Developed with 2 billion parameters, Sarvam-1 supports 10 major Indian languages – Bengali, Gujarati, Hindi, Kannada, Malayalam, Marathi, Oriya, Punjabi, Tamil, and Telugu – alongside English. The model was built from scratch using domestic AI infrastructure powered by NVIDIA H100 Tensor Core GPUs, in collaboration with key partners including NVIDIA, Yotta, and AI4Bharat.
The innovation addresses two critical challenges in Indian language computing: token inefficiency and poor data quality. Sarvam-1’s tokenizer has achieved remarkable efficiency with fertility rates of 1.4 to 2.1 tokens per word, a significant improvement over existing models that require 4-8 tokens for Indian languages. This enhancement leads to faster processing and more efficient language handling.

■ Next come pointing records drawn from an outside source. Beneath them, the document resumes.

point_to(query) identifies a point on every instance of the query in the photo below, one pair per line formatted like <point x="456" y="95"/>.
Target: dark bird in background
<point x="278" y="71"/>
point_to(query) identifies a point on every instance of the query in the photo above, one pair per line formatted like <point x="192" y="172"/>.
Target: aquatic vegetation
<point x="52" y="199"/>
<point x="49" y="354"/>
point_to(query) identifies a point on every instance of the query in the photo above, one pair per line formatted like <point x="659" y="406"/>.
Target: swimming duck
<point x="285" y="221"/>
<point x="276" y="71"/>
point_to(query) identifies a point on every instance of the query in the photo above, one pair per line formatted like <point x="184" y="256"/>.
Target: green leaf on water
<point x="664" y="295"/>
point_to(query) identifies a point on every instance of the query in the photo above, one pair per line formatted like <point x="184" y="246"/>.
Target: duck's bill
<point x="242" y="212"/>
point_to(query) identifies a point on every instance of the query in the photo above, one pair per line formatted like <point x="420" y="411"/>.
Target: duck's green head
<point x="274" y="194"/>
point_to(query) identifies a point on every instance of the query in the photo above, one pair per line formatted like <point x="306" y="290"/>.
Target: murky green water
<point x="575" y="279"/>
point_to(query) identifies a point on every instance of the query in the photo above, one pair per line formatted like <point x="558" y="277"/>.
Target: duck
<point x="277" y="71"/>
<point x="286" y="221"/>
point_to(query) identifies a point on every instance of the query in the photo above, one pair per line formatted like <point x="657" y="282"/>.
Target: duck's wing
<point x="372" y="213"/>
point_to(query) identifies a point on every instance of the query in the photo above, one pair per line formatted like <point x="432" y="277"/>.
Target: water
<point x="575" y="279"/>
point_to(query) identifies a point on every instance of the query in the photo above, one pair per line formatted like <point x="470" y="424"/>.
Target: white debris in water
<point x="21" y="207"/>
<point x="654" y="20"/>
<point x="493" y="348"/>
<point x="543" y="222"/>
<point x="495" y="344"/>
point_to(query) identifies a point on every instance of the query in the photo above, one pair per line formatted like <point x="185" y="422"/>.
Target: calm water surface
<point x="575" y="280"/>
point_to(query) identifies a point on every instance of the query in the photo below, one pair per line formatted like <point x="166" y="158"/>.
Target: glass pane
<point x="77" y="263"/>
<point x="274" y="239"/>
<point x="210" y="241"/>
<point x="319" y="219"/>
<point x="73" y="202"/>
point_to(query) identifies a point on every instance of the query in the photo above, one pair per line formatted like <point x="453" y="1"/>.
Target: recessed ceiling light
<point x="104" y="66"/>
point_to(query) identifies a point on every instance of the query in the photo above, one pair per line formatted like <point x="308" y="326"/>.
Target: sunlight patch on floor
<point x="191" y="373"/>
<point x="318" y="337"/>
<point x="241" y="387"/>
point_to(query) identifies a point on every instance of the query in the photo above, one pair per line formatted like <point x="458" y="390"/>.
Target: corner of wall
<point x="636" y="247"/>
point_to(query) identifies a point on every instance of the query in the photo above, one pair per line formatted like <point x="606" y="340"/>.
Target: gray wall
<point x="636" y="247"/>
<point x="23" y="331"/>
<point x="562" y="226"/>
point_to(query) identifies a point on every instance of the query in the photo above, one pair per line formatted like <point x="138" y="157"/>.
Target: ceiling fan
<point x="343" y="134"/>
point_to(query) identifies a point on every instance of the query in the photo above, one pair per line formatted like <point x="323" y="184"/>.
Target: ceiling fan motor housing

On the performance front, Sarvam-1 has demonstrated impressive results across various benchmarks. The model achieved an accuracy of 86.11 on the TriviaQA benchmark across Indic languages, substantially outperforming Llama-3.1 8B’s score of 61.47. Its performance on the IndicGenBench for cross-lingual tasks has also been noteworthy, achieving an average chrF++ score of 46.81 on Flores for English-to-Indic translation.
The model’s training corpus, Sarvam-2T, comprises approximately 2 trillion tokens, with content distributed across supported languages. Hindi constitutes about 20% of the dataset, while other languages share the remaining portion equally. The dataset also includes substantial English and programming language content, enabling strong performance across both monolingual and multilingual tasks.
Key Statistics:
- 2 billion parameters in the model
- 10 Indian languages supported plus English
- 1.4-2.1 tokens per word efficiency rate
- 4-6 times faster inference speed compared to larger models
- 86.11 accuracy on TriviaQA benchmark
- $41 million Series A funding secured in December 2023
The launch comes at a crucial time for India’s GenAI market, which is projected to grow at a CAGR of 48% between 2023 and 2030, potentially becoming a $17 billion opportunity. This development has significant implications for the Indian startup ecosystem, particularly in democratizing AI access across language barriers and establishing India’s capability to develop sophisticated AI models domestically.
Sarvam-1’s launch marks a turning point in India’s AI journey, demonstrating that carefully curated training data can yield superior performance even with modest parameter counts. As the model becomes available on Hugging Face, it opens new possibilities for developers and businesses to create language-inclusive applications, potentially transforming how millions of Indians interact with technology in their preferred languages.